IF WE MUST DIE by Claude McKay
If we must die, let it not be like hogs
Hunted and penned in an inglorious spot,
While round us bark the mad and hungry dogs,
Making their mock at our accursed lot.
If we must die, O let us nobly die,
So that our precious blood may not be shed
In vain; then even the monsters we defy
Shall be constrained to honor us though dead!
O kinsmen! We must meet the common foe!
Though far outnumbered let us show us brave,
And for their thousand blows deal one death-blow!
What though before us lies the open grave?
Like men we’ll face the murderous, cowardly pack,
Pressed to the wall, dying, but fighting back!
Who was Claude McKay and when was this poem written?
How would you describe the speaker’s attitude about death?
What is the speaker’s advice to their kinsmen?
According to the speaker, how should African Americans face death?
Using this poem as evidence, what were the lives of African Americans like post-Civil War in the late 1800s and early 1900s?
What are any additional thoughts that you have that come to mind while reading this poem?
I, TOO, SING AMERICA by Langston Hughes
I, too, sing America.
I am the darker brother.
They send me to eat in the kitchen
When company comes,
But I laugh,
And eat well,
And grow strong.
Tomorrow,
I'll be at the table
When company comes.
Nobody'll dare
Say to me,
"Eat in the kitchen,"
Then.
Besides,
They'll see how beautiful I am
And be ashamed--
I, too, am America.
Who was Langston Hughes and when was this poem written?
Based on what you read in the poem, what do you think Hughes means by “I, too, sing America” and “I, too, am America”?
WE WEAR THE MASK by Paul Lawrence Dunbar
We wear the mask that grins and lies,
It hides our cheeks and shades our eyes, —
This debt we pay to human guile;
With torn and bleeding hearts we smile,
And mouth with myriad subtleties.
Why should the world be overwise,
In counting all our tears and sighs?
Nay, let them only see us, while
We wear the mask.
We smile, but, O great Christ, our cries
To thee from tortured souls arise.
We sing, but oh the clay is vile
Beneath our feet, and long the mile;
But let the world dream otherwise,
We wear the mask!
Who is Paul Lawrence Dunbar and when was this poem written?
What is the overall message of this poem?
What passage do you feel best shows this message and why?
What is “the mask” that Dunbar is referring to?
FREDERICK DOUGLASS by Robert Hayden
When it is finally ours, this freedom, this liberty, this beautiful
and terrible thing, needful to man as air,
usable as earth; when it belongs at last to all,
when it is truly instinct, brain matter, diastole, systole,
reflex action; when it is finally won; when it is more
than the gaudy mumbo jumbo of politicians:
this man, this Douglass, this former slave, this Negro
beaten to his knees, exiled, visioning a world
where none is lonely, none hunted, alien,
this man, superb in love and logic, this man
shall be remembered.
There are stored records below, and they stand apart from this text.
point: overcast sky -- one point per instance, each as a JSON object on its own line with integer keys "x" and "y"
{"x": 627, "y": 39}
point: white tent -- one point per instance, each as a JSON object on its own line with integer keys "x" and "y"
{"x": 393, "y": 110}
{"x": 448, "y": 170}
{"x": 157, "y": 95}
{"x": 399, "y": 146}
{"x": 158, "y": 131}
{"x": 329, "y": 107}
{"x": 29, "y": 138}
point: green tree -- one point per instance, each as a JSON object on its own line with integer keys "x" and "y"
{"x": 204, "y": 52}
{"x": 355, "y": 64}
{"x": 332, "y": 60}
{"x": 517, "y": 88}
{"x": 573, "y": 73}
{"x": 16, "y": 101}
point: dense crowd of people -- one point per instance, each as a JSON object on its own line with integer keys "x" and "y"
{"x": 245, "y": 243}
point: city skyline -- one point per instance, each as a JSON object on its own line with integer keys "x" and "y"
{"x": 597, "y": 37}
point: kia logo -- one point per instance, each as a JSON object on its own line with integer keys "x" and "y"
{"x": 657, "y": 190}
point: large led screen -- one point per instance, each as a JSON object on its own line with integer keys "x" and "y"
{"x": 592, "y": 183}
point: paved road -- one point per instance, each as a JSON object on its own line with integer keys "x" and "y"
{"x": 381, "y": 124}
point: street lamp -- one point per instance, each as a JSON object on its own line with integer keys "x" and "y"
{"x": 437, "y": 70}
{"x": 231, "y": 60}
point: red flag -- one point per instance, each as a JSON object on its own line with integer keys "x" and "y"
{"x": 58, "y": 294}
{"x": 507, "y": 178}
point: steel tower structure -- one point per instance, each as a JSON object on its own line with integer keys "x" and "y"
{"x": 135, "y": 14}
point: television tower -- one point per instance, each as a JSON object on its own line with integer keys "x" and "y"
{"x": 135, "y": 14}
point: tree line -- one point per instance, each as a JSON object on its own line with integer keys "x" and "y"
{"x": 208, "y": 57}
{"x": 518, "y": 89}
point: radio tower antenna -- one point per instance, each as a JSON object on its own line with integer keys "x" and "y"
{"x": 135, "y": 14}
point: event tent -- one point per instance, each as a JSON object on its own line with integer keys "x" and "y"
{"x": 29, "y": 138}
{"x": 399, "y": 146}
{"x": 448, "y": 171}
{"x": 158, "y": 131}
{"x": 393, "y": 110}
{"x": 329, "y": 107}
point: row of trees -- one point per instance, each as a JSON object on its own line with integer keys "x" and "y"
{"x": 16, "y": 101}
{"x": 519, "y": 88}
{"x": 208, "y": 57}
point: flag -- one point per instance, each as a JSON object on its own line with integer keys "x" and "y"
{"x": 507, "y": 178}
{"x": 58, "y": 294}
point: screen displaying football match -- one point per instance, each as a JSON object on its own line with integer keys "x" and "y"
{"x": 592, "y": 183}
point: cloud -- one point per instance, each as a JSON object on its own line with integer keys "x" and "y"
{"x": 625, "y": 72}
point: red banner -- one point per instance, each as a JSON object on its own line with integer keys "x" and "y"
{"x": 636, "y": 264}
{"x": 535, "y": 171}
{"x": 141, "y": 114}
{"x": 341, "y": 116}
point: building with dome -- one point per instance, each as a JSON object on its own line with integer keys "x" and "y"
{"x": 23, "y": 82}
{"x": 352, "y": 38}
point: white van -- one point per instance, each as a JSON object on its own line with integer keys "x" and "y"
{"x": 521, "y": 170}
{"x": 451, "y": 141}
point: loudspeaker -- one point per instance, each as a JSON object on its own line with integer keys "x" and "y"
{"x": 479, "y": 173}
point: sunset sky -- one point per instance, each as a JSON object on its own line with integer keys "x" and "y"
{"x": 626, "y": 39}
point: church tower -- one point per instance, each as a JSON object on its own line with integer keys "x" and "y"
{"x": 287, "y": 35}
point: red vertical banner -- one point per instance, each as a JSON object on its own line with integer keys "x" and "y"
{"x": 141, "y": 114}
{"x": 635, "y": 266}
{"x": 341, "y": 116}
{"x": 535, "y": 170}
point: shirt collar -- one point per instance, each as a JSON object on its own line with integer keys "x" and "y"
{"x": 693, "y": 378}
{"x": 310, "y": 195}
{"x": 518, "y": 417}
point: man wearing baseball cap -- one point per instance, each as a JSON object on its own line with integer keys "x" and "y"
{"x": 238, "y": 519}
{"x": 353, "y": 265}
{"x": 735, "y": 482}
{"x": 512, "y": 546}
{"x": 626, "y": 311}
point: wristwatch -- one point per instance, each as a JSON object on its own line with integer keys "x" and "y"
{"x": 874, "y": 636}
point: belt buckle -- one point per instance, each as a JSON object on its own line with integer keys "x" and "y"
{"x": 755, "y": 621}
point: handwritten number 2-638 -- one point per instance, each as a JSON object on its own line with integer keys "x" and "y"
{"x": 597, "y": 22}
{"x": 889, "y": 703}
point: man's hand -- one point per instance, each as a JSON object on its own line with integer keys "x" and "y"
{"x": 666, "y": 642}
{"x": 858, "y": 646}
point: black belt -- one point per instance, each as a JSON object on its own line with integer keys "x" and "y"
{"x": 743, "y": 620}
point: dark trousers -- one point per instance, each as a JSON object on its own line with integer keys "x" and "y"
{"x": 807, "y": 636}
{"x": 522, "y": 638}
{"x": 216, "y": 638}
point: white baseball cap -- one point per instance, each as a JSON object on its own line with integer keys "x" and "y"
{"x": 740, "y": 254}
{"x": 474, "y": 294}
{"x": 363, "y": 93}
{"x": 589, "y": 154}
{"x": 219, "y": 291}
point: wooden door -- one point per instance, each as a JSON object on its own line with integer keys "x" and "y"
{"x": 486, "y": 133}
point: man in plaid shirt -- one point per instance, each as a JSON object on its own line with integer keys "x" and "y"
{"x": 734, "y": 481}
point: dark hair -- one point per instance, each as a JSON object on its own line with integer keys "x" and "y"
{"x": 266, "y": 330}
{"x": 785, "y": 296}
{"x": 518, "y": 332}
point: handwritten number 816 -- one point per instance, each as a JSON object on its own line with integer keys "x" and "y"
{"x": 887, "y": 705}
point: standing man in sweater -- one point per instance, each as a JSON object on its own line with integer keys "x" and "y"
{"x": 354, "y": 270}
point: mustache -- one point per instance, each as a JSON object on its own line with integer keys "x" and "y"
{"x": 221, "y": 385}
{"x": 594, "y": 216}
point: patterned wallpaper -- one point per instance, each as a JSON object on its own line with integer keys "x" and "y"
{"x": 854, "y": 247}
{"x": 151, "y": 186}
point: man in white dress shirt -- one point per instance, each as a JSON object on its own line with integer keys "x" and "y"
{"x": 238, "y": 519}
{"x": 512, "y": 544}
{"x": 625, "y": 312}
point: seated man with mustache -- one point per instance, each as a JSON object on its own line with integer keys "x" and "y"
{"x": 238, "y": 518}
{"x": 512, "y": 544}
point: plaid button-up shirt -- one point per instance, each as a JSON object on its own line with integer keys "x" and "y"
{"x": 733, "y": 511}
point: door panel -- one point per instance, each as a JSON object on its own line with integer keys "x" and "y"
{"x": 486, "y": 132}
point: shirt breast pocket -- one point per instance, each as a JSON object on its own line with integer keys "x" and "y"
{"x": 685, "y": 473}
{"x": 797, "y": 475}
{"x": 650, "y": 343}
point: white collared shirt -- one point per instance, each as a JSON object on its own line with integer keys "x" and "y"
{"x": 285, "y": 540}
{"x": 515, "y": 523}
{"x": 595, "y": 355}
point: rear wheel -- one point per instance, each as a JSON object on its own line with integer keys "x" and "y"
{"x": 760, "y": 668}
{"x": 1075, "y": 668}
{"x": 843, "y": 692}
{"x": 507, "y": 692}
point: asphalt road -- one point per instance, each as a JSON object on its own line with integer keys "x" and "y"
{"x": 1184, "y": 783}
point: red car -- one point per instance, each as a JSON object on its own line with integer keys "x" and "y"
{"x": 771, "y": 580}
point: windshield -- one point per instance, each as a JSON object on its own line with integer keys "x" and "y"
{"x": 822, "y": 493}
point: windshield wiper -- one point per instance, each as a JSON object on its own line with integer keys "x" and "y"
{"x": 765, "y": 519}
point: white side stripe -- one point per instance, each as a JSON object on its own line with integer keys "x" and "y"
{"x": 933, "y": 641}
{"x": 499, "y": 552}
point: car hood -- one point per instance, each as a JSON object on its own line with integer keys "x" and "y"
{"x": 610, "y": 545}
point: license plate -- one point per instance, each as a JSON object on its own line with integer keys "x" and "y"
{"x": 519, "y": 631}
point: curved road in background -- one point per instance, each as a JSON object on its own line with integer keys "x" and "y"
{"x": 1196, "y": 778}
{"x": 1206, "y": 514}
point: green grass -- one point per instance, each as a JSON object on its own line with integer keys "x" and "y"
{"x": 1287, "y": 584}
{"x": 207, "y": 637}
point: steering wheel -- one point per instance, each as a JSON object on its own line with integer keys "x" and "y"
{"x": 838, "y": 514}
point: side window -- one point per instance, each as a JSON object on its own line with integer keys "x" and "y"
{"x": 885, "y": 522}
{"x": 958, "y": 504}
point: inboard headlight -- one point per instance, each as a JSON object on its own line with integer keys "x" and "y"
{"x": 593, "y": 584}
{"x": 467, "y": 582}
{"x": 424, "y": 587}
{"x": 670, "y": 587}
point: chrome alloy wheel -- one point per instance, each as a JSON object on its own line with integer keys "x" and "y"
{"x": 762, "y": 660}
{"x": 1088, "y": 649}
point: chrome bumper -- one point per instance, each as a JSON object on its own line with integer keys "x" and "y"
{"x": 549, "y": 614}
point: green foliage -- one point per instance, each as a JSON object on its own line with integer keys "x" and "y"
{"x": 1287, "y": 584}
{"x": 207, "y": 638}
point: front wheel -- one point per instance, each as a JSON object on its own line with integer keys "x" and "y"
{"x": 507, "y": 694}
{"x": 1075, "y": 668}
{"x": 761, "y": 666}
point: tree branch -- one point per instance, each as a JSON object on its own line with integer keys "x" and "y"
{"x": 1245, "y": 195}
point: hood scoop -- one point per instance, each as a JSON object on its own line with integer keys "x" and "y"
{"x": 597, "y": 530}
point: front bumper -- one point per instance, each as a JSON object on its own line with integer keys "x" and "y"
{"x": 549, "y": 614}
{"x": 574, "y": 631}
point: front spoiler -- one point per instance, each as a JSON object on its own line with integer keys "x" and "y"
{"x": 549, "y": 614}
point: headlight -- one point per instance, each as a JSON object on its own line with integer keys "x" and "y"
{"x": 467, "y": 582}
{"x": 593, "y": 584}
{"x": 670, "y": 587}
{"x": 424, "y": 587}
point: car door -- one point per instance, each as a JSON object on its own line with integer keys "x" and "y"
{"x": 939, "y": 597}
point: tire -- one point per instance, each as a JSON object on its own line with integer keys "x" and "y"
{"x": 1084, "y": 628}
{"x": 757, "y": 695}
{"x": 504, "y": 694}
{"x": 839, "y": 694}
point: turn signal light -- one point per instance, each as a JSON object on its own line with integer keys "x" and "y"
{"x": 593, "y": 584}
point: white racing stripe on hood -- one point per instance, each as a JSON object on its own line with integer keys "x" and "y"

Oh, not with statues' rhetoric,
not with legends and poems and wreaths of bronze alone,
but with the lives grown out of his life, the lives
fleshing his dream of the beautiful, needful thing.
Who is Robert Hayden and when was this poem written?
Who is the namesake of the poem? Why do you think he was used as the foundation of this poem?
When does Hayden say that freedom will finally come?
REFLECTION
Which poem do you feel is the most powerful? Why did you choose that poem?
What would you say is the overall message or theme of these poems?